It is no secret that the role of primary care is central to the creation of systems to respond to health care reform and changing reimbursement models. To the extent primary care providers have not already relinquished their strategic positions by becoming employed, entering provider service agreements or service line management agreements with hospital controlled systems, primary care providers maintain a strong position in the market.
Primary care groups are still faced with the need to create or participate in organizations that provide for the best means to manage patient care. Primary care groups are seeking strength in numbers by creating larger groups. The goal is to best maintain their competitive position, to diversify risk, to create efficiencies through shared savings opportunities, and to maintain appropriate levels of influence over care cycles, protocols and division of emerging, episodic-based payment.

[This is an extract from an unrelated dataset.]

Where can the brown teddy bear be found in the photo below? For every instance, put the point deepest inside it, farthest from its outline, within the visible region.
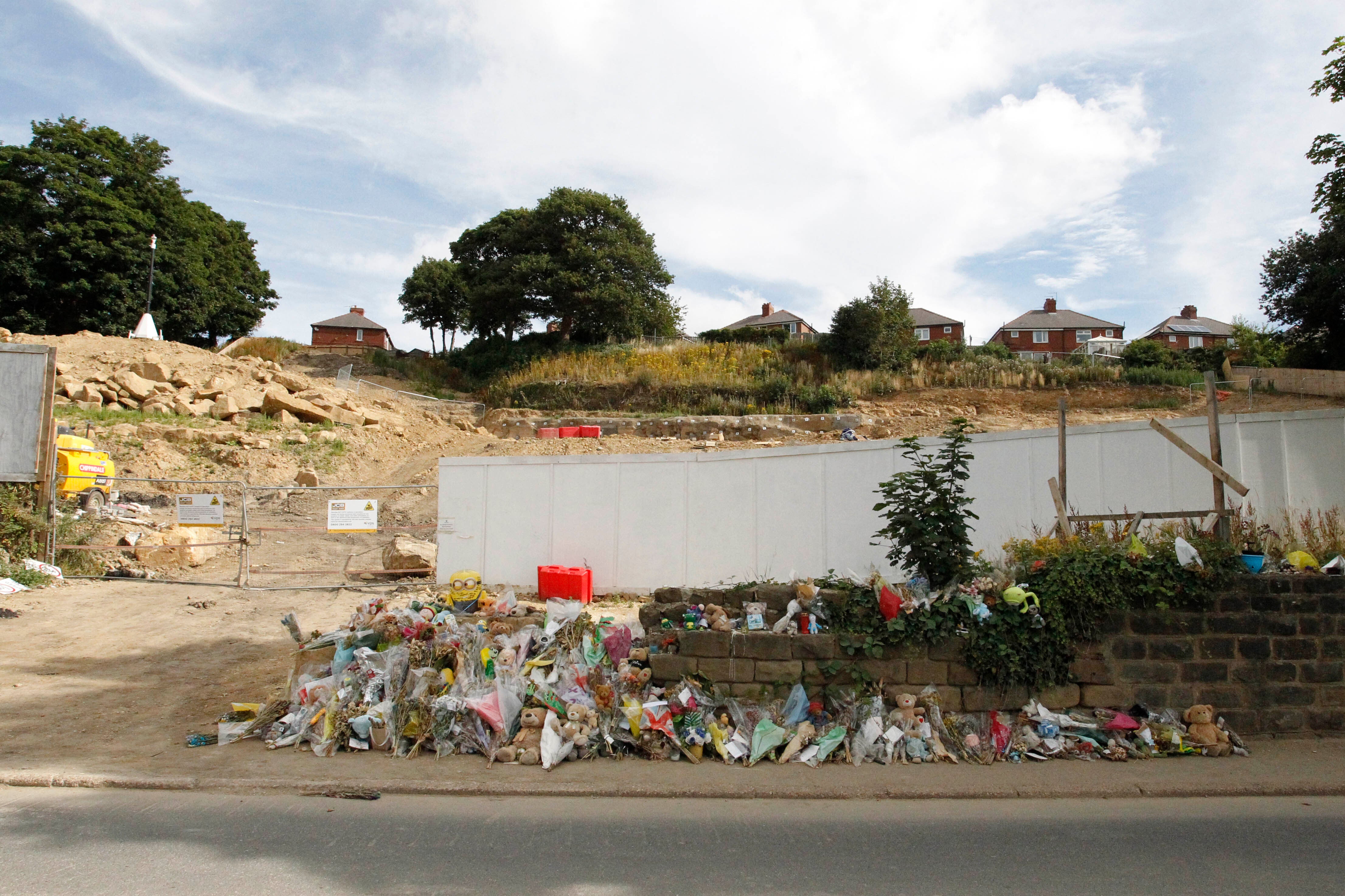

In order to achieve these goals, some independent primary care groups are considering merger with other groups. Oftentimes, merging providers will seek ways to maintain some degree of intra-office independence while still taking advantage of the benefit of a larger group.
Provider mergers and acquisitions, particularly between competing independent practices in the same specialty area, can create sensitive antitrust issues. Generally, competing providers are prohibited from agreeing to the price of services. However, otherwise competing providers who legitimately merge into a single group are legally incapable of conspiring because they are a single entity.
The tension between the desire to maintain a degree of independence and the need to effectively merge practices leads to consideration of what has become known as a “divisional merger.” A divisional merger is similar in many ways to the concept of a group practice without walls that was prevalent during the 1990s. Under this model, individual offices or groups of offices form divisions that maintain some degree of operational and financial independence. Structuring divisional model groups can be extremely tricky. Balance needs to be created in the amount of financial, governance, and operational authority that is ceded to the central board of directors and maintained in the divisions. If too much authority is maintained at the divisional level, there is a risk that a “failed merger” will have taken place. If a failed merger is found, the individual providers or divisions will be considered to be independent and capable of conspiring in violation of antitrust laws.
Divisional mergers raise a host of additional legal and business issues. A divisional model group must be structured to comply with Stark Law and Anti-Kickback prohibitions. Generally, the group and its financial structure must comply with applicable Stark Law exceptions and must be structured as a qualifying “group practice.” An issue that arises in virtually all divisional model structures involves the treatment of ancillary revenues; in particular, “designated health service” revenues under the Stark Law. Although primary care practices tend not to generate as much DHS revenue as specialty practices, clinical laboratory and diagnostic revenues are common.
A divisional merger will be subject to all of the same transactional and due diligence issues that apply to any other type of merger or acquisition. Each participant will need to assess the risk associated with merging under one entity with other participants. This involves a lengthy process of due diligence and addressing issues that are raised through the process. Oftentimes, numerous sets of legal counsel are involved in the structural and transactional issues.
In the end, assuming that the divisional merger is properly structured, the combined entity can create significant benefits to primary care participants.